His book Oliver’s War: An Adirondack Rebel Battles the Rockefeller Fortune won the Adirondack Literary Award for Best Book of Nonfiction in 2008. Another title, Terror in the Adirondacks: The True Story of Serial Killer Robert F. Garrow, was a regional best-seller for four years running.

With his partner, Jill Jones, Gooley founded Bloated Toe Enterprises in 2004, which has published 83 titles to date. They also offer editing/proofreading services, web design, and a range of PowerPoint presentations based on Gooley's books.
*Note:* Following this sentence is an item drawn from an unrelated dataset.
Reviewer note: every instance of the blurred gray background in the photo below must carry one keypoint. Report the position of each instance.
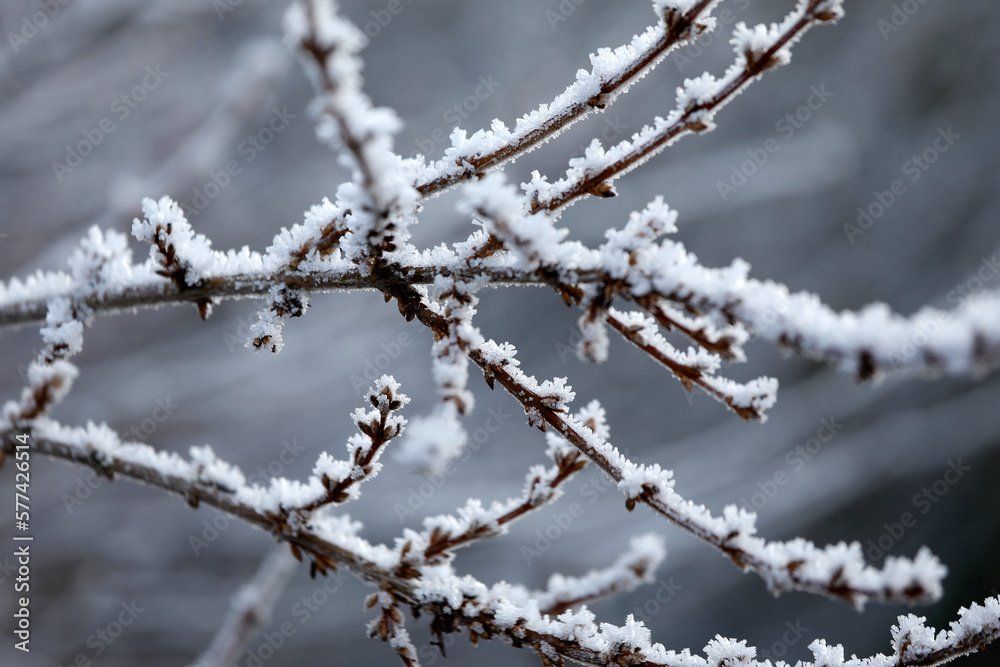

Bloated Toe’s unusual business model was featured in Publishers Weekly in April 2011. The company also operates an online store to support the work of other regional folks. The North Country Store features more than 100 book titles and 60 CDs and DVDs, along with a variety of other area products.





2 Responses

  1. Pat says:

    Lawrence, You did a great, thorough job of reporting and research. We often forget there were many women who were “pioneers” of some sort in the Adirondacks and American history, but few of them were known or cared about by later historians. I’m proud to say In Oneida County, we’ve published the first volume in a series of books, “Women Belong In the History Books,” covering influential women in Oneida and Herkimer counties in the 19th century…eventually to be carried through today. I wish we could include Richards.
    A few weeks ago, I attended a great lecture at the Adirondack Museum on “fierce” and independent women of the Adirondacks–just five figures, including the late Barbara McMartin, the author of many wonderful books on the trails of the Adirondacks.

  2. Larry says:

    Thanks Pat. I don’t control the titles that go above the pieces, but I originally had over Part 3, “Pioneering Nurse Linda Richards Should be on a Postage Stamp,” or something like that, on the chance that seeing the headline might revive the idea among Potsdam folks to get her image on a stamp.
    You’ re right … there are so many regional women with tremendous achievements. My next piece will be about another one. When I accumulate enough similar material, I may combine them in a special version of my People & Places of the Adirondacks book series.